Continuing the discussion that began with the thread Liquidity Trapped?, we can add opinions from Richard Berner of Morgan Stanley and Victor Canto of the Cato Institute.
Canto writes,

The data make a compelling case that we are on the verge of deflation. While no one can hold Alan Greenspan and the Federal Reserve solely responsible for the economic slowdown, they certainly deserve some of the blame. More, the Fed is solely responsible for the threat of deflation today. If inflation/deflation is a monetary phenomenon, there is a simple solution to the deflation threat: PRINT MORE MONEY.

Alan Greenspan is not doing as good of a job as he did during the 1990s.

Berner writes,

Indeed, the Fed’s resolve to fight deflation risks in my view is a key factor that will help with what I call the rebirth of pricing power … First, the continued exit of capacity from glutted industries will restore pricing power — except in technology. In addition, I think an anti-deflationary monetary policy and the weaker dollar that accompanies it will stabilize inflation expectations in Corporate America.

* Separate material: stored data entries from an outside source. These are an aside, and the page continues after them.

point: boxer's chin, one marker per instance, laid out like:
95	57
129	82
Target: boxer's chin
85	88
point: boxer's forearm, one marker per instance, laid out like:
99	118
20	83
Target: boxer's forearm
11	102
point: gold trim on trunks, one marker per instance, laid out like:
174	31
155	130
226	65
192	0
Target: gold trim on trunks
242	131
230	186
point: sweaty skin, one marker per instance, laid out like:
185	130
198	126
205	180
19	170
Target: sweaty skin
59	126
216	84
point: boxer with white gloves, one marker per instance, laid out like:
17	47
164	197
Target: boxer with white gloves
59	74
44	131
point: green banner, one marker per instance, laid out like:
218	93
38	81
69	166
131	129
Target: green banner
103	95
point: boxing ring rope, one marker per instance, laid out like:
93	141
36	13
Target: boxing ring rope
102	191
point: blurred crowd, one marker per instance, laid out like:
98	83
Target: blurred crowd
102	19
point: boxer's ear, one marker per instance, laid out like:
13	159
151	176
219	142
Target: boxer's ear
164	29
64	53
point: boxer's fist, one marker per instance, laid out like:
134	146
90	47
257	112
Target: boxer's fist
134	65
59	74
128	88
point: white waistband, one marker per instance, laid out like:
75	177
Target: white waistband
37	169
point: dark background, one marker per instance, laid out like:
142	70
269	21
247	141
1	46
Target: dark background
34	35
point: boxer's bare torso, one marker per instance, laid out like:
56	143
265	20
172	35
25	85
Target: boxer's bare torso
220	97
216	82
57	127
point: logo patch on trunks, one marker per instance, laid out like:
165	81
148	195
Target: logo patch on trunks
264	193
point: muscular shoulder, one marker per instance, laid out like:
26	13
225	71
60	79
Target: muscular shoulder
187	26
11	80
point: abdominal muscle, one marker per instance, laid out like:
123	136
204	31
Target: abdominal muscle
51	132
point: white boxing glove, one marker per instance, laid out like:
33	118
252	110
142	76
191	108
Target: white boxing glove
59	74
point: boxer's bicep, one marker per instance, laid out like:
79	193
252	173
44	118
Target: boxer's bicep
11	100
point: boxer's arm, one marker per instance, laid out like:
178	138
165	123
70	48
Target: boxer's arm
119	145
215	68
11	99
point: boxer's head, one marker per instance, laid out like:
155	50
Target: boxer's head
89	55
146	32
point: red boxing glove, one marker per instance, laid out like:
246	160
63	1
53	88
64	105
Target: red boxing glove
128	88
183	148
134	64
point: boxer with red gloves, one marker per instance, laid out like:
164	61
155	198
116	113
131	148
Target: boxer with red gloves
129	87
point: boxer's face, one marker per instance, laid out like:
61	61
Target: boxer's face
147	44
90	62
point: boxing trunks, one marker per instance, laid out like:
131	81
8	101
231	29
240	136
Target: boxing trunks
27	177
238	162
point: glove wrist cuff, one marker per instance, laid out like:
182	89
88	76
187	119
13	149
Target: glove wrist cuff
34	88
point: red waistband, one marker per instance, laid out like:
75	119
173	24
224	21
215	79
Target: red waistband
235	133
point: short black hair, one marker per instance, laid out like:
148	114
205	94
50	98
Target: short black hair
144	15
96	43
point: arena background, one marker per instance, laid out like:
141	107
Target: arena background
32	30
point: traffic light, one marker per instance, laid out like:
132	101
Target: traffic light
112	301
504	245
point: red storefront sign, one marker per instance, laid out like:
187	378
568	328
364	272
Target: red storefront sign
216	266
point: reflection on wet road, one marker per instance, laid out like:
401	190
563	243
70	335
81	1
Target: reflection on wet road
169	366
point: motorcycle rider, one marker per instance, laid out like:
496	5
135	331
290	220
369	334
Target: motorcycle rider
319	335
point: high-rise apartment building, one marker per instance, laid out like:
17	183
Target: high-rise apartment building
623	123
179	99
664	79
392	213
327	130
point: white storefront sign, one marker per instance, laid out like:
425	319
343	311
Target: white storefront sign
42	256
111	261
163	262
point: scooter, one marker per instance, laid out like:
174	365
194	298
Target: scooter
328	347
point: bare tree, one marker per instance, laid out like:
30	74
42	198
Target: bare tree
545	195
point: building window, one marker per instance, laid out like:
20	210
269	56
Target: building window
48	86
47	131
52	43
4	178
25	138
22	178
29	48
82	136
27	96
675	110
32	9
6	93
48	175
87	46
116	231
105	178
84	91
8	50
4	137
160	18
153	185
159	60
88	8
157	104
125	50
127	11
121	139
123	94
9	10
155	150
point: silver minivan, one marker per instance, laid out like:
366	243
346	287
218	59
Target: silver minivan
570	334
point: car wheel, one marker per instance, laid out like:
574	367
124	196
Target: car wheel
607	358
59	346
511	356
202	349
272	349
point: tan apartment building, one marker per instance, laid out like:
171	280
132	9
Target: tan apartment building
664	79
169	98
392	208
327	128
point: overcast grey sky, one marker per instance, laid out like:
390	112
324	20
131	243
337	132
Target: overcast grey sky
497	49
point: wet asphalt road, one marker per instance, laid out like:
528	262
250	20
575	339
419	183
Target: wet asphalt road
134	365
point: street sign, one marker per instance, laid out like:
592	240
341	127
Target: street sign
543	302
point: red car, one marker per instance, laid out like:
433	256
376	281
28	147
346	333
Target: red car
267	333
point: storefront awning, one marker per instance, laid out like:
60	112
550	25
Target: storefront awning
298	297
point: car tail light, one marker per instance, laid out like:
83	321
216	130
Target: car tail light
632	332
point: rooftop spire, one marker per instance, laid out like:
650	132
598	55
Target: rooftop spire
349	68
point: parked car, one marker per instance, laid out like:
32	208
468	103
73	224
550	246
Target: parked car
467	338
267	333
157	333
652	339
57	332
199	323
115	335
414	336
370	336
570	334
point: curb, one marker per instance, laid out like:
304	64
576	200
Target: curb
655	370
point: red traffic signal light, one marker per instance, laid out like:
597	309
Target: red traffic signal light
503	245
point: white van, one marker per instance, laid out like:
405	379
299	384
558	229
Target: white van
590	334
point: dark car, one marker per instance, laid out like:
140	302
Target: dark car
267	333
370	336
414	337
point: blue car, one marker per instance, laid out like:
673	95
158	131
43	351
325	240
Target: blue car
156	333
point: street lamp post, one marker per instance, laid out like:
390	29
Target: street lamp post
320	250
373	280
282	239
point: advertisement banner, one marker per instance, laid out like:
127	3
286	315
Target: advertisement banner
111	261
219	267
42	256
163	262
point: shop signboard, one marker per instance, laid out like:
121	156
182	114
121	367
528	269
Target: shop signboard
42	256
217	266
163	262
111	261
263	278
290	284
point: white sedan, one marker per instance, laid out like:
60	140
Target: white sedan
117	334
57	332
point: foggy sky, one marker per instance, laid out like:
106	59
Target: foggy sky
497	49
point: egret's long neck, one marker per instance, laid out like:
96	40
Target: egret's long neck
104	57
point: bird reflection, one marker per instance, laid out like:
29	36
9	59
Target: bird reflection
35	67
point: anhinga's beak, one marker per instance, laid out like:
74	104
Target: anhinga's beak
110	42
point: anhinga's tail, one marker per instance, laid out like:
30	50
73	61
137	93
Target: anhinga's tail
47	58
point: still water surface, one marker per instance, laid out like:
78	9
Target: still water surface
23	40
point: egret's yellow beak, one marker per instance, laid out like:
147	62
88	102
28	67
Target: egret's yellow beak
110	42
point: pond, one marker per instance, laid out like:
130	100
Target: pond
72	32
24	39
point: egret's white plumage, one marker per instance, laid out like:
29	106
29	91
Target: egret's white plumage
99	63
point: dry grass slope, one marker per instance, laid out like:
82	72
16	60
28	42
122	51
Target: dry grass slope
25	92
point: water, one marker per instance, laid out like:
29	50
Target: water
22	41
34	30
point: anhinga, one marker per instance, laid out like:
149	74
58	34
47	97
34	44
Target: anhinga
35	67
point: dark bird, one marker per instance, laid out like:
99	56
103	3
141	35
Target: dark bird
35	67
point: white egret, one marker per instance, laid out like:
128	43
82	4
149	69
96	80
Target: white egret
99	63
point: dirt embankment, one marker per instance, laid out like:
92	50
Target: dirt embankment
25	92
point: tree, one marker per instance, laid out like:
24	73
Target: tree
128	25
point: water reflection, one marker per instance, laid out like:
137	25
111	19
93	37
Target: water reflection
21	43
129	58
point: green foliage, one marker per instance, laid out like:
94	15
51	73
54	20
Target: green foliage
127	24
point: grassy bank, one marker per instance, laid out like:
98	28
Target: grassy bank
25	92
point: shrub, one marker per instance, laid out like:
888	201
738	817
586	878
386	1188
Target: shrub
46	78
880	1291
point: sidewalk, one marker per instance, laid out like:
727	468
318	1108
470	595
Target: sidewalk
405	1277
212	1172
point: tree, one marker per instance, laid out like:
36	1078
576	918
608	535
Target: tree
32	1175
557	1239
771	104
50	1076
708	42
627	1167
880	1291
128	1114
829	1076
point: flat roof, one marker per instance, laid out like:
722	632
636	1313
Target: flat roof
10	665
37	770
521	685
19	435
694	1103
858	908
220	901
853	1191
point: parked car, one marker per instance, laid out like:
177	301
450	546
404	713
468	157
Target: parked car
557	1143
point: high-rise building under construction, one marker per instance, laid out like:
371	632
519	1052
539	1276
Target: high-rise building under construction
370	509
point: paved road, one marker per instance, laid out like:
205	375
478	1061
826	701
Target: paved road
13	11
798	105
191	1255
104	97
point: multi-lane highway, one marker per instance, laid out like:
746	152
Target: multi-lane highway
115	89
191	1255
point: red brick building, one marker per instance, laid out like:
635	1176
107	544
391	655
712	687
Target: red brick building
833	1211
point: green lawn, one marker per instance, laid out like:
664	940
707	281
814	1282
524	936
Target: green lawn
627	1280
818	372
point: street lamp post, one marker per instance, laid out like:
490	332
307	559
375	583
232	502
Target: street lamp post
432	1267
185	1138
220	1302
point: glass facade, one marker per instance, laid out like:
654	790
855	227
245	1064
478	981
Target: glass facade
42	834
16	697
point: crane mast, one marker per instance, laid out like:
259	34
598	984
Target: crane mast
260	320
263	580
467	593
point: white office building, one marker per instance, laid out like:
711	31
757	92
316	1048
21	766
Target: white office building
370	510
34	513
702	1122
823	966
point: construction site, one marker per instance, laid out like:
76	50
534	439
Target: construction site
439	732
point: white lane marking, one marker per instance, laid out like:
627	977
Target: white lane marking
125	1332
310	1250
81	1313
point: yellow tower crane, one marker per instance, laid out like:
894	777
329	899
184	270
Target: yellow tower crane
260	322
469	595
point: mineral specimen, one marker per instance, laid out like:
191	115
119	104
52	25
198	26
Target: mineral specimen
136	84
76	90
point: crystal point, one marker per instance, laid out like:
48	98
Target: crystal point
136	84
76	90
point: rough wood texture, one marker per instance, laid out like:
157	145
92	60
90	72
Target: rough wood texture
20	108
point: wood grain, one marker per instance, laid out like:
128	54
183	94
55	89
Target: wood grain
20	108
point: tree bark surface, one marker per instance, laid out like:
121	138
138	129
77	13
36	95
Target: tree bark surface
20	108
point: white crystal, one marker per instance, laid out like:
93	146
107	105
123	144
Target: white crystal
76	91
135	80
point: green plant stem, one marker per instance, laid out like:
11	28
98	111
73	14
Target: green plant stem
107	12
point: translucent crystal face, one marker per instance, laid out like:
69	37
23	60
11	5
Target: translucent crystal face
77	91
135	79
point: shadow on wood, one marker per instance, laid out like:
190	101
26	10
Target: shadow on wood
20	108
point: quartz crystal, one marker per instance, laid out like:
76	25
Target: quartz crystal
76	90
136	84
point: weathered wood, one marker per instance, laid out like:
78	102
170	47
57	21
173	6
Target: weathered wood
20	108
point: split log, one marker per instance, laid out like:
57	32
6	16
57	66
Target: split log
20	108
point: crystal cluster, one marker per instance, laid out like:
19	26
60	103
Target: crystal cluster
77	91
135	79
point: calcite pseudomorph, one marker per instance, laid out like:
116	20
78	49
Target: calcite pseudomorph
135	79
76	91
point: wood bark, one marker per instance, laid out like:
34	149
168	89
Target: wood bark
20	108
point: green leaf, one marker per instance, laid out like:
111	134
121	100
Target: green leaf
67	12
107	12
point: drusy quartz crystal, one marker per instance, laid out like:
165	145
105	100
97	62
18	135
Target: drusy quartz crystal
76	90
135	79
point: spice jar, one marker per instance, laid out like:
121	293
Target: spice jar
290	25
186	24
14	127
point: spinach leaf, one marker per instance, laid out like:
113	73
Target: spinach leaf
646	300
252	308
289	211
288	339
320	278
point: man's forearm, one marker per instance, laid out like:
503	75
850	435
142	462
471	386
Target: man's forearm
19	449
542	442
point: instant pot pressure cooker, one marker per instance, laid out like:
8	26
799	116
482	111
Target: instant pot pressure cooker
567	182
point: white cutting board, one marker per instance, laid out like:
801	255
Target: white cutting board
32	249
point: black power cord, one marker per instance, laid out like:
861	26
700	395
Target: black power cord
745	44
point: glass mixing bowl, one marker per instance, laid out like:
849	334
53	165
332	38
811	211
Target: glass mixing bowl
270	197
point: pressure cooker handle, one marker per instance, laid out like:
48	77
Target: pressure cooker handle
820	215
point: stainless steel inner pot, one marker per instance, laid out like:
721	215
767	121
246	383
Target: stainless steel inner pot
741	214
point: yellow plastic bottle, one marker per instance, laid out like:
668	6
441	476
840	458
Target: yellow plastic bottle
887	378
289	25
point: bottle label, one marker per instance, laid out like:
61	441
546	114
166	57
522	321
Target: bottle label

The dollar has declined in value recently, which should help to ease fears of deflation. Assuming that the dollar stays weak or weakens further, our trade deficit should start to decline next year. Our trading partners could respond by trying to weaken their own currencies, but this would mean lowering their interest rates, which would not be a bad thing given the sluggishness of the world economy.

For Discussion. Do you agree with Canto that the Fed performed poorly in the past few years by not pursuing a more expansionary policy?